Reduce the heat to medium-low. Grate the garlic cloves into the pot and stir. Add the lentils, bay leaves, chopped rosemary and chipotle pepper. Season with sea salt and ground peppercorn. Stir and continue cooking for another minute or two, until the garlic becomes aromatic. Do not burn the garlic.

Add the duck broth and enough water to cover the lentils and vegetables. Bring to a boil, the reduce the heat and simmer for 45 minutes or more, until the lentils are tender. Add boiling water as the soup cooks if the level of broth becomes low.

Once the soup is done, turn off the heat. Taste for seasoning and adjust if necessary. Serve immediately or cover until ready to serve.

This soup can be made in advance. If it cools to room temperature before you are ready to serve it, store it in the fridge.

Serves 4 to 6

Wednesday, September 9, 2009

Fresh Tomato Sauce with Garlic and Capers

It’s tomato season and this flavorful, savory sauce can be paired with almost anything: wild-caught fish, pasture-raised chicken, grass-fed steak, portabella mushroom caps, whole grain pasta, or tofu cut into triangles. So serve it up with whatever you happen to have on the grill or stovetop.

Anchovies are an essential ingredient, so unless you don’t eat fish, be sure to include them, even if you think you don’t like them (you will be surprised). The anchovies contribute a savory flavor and healthy omega-3 fats DHA and EPA. The sauce won’t taste fishy and most people will never guess this secret ingredient. Because anchovies are small fish that live low on the food chain, they are less likely to be contaminated with heavy metals and other industrial pollutants than other larger fish.
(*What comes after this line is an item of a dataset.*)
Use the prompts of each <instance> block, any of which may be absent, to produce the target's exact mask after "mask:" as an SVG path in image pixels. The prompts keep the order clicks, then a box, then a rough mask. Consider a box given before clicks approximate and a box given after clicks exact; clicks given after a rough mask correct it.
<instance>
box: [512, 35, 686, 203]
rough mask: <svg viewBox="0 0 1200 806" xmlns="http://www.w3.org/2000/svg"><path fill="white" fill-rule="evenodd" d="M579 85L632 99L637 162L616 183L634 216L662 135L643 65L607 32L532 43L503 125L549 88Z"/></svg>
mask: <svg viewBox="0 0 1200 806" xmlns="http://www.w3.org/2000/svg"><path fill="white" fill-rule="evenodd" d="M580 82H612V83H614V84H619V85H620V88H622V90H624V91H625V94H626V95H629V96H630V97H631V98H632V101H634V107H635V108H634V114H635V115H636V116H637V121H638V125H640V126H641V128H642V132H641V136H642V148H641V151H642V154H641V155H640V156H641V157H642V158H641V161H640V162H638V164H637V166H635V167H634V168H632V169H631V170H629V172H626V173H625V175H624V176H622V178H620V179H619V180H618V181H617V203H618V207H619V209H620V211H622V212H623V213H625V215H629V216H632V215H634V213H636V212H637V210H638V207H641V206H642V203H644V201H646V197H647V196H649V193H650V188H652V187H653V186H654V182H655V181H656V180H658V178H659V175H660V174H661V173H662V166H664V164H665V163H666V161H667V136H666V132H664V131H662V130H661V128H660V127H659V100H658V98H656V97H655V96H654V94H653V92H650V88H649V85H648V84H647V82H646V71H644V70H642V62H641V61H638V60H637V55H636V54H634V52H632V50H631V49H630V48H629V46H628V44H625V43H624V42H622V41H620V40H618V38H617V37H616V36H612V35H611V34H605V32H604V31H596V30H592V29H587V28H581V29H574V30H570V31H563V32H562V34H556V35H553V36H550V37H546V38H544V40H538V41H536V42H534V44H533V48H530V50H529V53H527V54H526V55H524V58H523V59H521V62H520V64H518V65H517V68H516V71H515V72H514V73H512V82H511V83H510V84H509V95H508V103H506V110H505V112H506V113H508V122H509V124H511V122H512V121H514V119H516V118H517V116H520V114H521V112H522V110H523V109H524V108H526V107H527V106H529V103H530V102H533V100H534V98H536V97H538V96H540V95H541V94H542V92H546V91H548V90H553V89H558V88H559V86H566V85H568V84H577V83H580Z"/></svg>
1 tbsp olive oil, first cold pressing
1 tbsp organic butter or more olive oil
¼ cup finely chopped red onion or shallot
2 cloves garlic, or more to taste
2 oz anchovies in olive oil, drained
Freshly ground peppercorn to taste
Pinch crushed red pepper flakes (optional)
1 to 2 tbsp capers, to taste
2 large vine-ripened, fresh-picked tomatoes
1 handful fresh parsley or basil leaves, roughly chopped

Warm the olive oil in a medium-sized skillet over medium heat. Add the chopped red onion and sauté until soft, about 5 minutes. Reduce the heat to low and continue cooking, stirring occasionally, until the onion starts to brown. Add the garlic and stir. Cook until it becomes aromatic, about one minute more. Add the anchovies, peppercorn and red pepper flakes. Stir and cook for a few more minutes, until the anchovies soften and you can break them up with a wooden spoon. Add the tomatoes and increase the heat to medium. Cook until the sauce starts to bubble, then reduce heat to low and simmer until it has reduced and thickened, about 15 more minutes. Taste for seasoning and adjust if necessary.

Spoon the sauce over grilled or sautéed fish, chicken, steak, portabella mushroom caps, whole grain pasta or tofu triangles. Garnish with parsley or basil.

Vegan Variation:
Replace the anchovies with sea salt to taste.